Multi View Action Detection and Recognition of Human Activities

DOI : 10.17577/IJERTCONV8IS13050

Download Full-Text PDF Cite this Publication

Text Only Version

Multi View Action Detection and Recognition of Human Activities

Harshitha D Students, Dept. of ECE, GSSSIETW, Mysuru

Keerthirani H V Students, Dept. of ECE, GSSSIETW, Mysuru

Pallavi S Students, Dept. of ECE, GSSSIETW, Mysuru

Sindhu Shree K M Students, Dept. of ECE, GSSSIETW, Mysuru

Spoorthi Y Assistant Professor, Dept. of ECE, GSSSIETW, Mysuru

AbstractThe problem of human activity recognition can be approached using spatio-temporal variations in successive video frames. In this paper, a new human activity recognition technique is proposed using multi-view videos. Initially, a naive background subtraction using frame differencing between adjacent frames of a video is performed.

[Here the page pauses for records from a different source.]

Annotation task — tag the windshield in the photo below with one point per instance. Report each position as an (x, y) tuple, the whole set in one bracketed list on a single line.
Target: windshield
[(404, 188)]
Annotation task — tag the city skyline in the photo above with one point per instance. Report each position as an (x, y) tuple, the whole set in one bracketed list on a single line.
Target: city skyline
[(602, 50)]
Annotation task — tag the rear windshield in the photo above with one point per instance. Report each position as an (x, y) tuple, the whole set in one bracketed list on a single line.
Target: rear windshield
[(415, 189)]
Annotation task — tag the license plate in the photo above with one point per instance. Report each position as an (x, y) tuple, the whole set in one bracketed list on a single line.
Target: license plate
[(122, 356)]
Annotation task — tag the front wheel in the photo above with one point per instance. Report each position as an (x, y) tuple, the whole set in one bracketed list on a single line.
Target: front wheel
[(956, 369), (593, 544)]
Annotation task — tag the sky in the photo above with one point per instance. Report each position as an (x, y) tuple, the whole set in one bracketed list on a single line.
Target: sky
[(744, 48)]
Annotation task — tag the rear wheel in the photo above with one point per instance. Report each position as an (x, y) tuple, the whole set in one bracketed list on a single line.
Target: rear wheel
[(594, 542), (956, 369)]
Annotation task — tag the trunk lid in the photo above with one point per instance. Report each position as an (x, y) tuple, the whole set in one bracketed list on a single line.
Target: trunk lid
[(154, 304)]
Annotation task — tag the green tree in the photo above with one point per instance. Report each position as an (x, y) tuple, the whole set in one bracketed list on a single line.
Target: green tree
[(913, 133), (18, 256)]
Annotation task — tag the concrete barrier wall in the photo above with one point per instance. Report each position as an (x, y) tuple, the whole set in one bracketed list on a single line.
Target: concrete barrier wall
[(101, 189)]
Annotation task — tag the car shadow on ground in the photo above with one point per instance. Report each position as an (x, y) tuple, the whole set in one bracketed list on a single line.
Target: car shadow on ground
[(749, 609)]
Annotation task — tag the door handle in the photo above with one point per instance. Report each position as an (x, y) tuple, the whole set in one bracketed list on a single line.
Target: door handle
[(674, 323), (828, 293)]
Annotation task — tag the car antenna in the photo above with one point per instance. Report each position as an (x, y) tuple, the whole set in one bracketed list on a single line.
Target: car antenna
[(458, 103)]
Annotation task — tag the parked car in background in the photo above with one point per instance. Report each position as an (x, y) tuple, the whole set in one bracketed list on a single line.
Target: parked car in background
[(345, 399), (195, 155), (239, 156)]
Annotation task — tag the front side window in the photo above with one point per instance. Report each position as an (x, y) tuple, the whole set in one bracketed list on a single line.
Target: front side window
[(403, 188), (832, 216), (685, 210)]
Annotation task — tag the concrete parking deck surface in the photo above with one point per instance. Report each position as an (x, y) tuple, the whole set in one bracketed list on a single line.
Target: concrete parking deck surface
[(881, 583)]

Then, the motion information of each pixel is recorded in binary indicating existence/nonexistence of motion in the frame. A pixel wise sum over all the difference images in a view gives the frequency of motion in each pixel throughout the clip. Detection of suspicious activities in public transport areas using video surveillance has attracted an increasing level of attention. In this project, we introduce a framework that processes raw video data received from a fixed color camera installed at a particular location, which makes real-time inferences about the observed activities.


    Human Action Recognition (HAR) is the significant research area in vision of computer and human action/interaction. HAR using computer vision involves the understanding of human motion, which is a complex and challenging task in non-rigid body articulation, loose clothing, and mutual obstruction of the breath passage in the articulation of a speech sound as well as noise present in the image by shadow. For example, outdoor recognition activities are significantly influenced by atmosphere and lighting conditions [1].

    HAR is an emerging research area in the field of video analytic system. It mainly involves the following two steps

    1. Low-level vision processing such as segmentation, tracking, poses recovery, and trajectory estimation.

    2. High level processing tasks such as body modeling and representation of action.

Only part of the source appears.